Job Openings
JR-108091 Site Reliability Engineer WQ
About the job JR-108091 Site Reliability Engineer WQ
Job (Project) Description:
We are looking for a Site Reliability Engineer (SRE) to join our team and help design, build, and maintain scalable, reliable infrastructure and operational processes. This role involves managing infrastructure as code, implementing monitoring and alerting systems, and supporting our production environment to ensure high availability and performance.
Locations:
- Mexico
- Portugal
- Spain
Requirements:
- Strong experience with Linux systems administration (advanced user level);
- Hands-on experience with Infrastructure as Code (Terraform);
- Experience with CI/CD practices and tools;
- Proficiency with Docker and Kubernetes for container orchestration;
- Experience with monitoring and alerting systems (Prometheus, Grafana, Elastic Stack);
- Familiarity with operational practices such as runbooks and on-duty/on-call support
- Experience with RDBMS, knowledge of DML and DDL.
- Python skills at mid level for scripting or automation. Python development background preferred.
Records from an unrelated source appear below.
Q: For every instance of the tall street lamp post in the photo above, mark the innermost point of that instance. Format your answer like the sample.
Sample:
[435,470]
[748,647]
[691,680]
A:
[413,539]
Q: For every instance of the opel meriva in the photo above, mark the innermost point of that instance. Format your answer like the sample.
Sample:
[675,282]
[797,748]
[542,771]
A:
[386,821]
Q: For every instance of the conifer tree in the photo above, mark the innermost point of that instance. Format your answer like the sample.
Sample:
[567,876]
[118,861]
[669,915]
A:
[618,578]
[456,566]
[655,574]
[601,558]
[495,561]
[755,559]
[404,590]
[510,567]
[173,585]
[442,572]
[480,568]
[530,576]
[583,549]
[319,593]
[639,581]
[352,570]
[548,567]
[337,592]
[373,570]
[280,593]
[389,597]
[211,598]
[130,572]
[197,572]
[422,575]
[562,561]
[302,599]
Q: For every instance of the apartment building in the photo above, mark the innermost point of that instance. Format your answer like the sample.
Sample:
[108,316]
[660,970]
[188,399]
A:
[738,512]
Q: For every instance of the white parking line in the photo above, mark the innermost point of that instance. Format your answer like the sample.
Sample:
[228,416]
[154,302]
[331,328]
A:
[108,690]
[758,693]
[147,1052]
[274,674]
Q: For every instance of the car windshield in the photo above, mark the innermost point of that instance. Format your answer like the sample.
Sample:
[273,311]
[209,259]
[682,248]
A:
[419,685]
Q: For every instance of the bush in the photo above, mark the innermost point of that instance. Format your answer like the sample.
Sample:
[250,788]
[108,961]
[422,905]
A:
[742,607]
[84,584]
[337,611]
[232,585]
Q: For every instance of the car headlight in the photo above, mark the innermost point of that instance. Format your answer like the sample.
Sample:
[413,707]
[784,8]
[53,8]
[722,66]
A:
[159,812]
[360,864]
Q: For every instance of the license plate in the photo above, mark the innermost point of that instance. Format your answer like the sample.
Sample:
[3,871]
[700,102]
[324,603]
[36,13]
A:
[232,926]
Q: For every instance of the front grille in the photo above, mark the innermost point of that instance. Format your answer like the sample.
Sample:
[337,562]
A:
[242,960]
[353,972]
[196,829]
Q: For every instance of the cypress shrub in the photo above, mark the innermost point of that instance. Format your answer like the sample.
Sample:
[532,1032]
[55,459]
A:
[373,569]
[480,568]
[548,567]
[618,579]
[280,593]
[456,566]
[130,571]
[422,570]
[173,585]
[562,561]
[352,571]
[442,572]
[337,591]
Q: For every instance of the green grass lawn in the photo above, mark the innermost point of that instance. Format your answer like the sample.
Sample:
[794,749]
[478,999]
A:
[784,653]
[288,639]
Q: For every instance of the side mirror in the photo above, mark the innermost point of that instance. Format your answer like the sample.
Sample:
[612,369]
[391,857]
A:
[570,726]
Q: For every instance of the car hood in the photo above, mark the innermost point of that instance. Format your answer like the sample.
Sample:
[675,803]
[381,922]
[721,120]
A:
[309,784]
- Familiarity with Kafka for event streaming;
Nice to have
- Basic knowledge of Apache Spark (understanding how it works);
- Familiarity with NoSQL databases like Redis, MongoDB, etc.
Other skills:
- English excellent written and verbal communication skills;
- Ability to work in a global multinational company;
- Good communication skills;
- Ability to lead conversations with both technical and business representatives;
- Proven ability to work both independently and as a part of an international project team.
Job Responsibilities:
- Design, build, and maintain infrastructure using Infrastructure as Code (IaC) tools such as Terraform;
- Implement and manage CI/CD pipelines for application and infrastructure deployment;
- Manage containerized workloads with Docker and Kubernetes (K8s);
- Monitor, troubleshoot, and optimize Linux systems (CPU, processes, I/O, logs);
- Set up and maintain logs, monitoring, and alerting systems using Prometheus, Grafana, Elastic Stack, or similar tools;
- Maintain and improve runbooks for operational support and on-call duties;
- Collaborate with development and operations teams to ensure system reliability, scalability, and security.
What We Offer:
- Benefits will be shared during the initial call.